I think the obvious problem is that induction (which is what learning from data is), is simply only one tool in the huge space that is intelligence, and it will never be enough to emulate the skill of a human driver, which is more or less what is necessary for autonomy in an open environment.
The "induction" that machine learning algorithms do also isn't the same as the induction that humans preform. We induce new concepts from experience (data) -- The description itself assumes consciousness in both "concepts" and "experience".
Thinking of computers as getting more "intelligent" like humans is a category error -- computers are dumb matter configured in an intelligent way by actual intelligence (humans) to preform certain tasks for us.
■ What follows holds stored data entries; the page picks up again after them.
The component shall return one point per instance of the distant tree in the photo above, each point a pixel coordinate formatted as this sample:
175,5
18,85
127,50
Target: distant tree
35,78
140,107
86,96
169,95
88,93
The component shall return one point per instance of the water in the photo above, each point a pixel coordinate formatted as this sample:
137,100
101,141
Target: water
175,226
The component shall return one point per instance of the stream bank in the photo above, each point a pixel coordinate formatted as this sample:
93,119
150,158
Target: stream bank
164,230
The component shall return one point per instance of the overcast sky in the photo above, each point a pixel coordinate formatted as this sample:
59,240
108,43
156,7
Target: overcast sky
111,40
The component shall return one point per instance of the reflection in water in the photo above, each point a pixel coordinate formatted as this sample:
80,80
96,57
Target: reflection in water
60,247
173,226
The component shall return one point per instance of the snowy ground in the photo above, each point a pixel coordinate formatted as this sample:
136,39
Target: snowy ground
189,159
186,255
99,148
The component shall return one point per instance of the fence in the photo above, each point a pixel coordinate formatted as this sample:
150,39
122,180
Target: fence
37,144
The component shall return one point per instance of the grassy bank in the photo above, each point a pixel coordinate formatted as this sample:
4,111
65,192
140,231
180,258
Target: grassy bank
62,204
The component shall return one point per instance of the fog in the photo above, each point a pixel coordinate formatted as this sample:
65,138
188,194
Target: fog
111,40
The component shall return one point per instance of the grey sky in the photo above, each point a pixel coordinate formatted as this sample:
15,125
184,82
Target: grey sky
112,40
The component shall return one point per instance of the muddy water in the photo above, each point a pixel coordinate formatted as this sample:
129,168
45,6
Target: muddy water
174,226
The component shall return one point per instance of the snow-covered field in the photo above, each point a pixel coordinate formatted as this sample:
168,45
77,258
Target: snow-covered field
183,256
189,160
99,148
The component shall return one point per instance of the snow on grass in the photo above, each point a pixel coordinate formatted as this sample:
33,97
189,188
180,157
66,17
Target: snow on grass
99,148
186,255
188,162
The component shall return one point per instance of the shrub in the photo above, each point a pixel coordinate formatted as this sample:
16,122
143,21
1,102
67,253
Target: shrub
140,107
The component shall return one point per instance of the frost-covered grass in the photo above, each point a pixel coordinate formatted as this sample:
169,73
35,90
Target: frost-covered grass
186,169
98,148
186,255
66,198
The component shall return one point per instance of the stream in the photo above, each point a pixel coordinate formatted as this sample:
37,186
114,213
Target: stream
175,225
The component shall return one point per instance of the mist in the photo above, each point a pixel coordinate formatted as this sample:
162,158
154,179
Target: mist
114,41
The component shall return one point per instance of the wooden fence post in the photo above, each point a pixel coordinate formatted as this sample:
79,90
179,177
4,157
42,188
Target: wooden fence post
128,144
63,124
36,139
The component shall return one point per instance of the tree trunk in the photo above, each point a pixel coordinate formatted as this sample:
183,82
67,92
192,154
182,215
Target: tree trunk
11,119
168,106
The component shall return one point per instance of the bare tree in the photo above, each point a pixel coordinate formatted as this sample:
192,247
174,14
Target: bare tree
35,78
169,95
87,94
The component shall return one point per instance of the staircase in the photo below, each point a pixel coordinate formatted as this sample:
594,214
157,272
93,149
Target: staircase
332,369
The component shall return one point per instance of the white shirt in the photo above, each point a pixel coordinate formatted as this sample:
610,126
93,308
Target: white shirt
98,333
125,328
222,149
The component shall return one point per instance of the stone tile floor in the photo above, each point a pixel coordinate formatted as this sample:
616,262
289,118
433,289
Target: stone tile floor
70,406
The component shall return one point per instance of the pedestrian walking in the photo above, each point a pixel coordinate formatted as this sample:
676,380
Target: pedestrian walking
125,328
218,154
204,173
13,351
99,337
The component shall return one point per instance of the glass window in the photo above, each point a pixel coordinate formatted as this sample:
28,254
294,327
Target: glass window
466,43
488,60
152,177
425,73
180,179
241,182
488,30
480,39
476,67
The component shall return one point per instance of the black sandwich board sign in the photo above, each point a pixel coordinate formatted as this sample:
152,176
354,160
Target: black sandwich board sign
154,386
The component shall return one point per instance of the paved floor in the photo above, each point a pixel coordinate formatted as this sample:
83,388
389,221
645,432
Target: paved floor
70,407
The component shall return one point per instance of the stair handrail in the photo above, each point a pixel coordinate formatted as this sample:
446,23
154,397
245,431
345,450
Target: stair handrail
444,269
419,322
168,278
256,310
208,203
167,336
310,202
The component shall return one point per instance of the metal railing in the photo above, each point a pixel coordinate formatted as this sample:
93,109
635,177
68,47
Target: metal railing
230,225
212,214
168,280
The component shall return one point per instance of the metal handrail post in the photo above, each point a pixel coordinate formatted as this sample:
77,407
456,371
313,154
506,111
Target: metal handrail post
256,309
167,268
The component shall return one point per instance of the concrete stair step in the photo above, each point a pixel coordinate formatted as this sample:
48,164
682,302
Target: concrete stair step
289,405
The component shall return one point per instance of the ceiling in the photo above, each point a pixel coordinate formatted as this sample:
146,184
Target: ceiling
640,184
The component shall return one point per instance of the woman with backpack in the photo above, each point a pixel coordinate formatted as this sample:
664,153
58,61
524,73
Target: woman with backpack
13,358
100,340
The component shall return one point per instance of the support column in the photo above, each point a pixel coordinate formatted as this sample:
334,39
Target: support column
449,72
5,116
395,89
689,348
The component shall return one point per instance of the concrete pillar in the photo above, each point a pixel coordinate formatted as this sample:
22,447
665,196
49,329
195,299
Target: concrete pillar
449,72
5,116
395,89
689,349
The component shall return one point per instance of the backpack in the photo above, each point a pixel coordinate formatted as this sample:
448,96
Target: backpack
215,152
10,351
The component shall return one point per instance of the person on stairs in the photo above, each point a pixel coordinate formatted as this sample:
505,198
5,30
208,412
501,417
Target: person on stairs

We get better at telling them how to preform certain tasks (software), but there's no reason to think we're moving along some continuum of intelligence towards us.
That's the premise of deep learning - inducing high level concepts from experience, without manual feature engineering.
DL models are good at induction, what they can't handle is generalisation (being accurate outside of distribution). And self driving has a long tail, that's why it's so hard.
> and it will never be enough to emulate the skill of a human driver
It may never be enough to beat the best human drivers, but it only needs to beat most human drivers to be worth it. We're not that far off.
Your objection reminds me of the skeptics of spell check and grammar check. In principle, a perfect spell and grammar checker would also need general AI to fully understand a language and what you're intending to express. Fortunately, imperfect spell and grammar checkers are all that most of us need.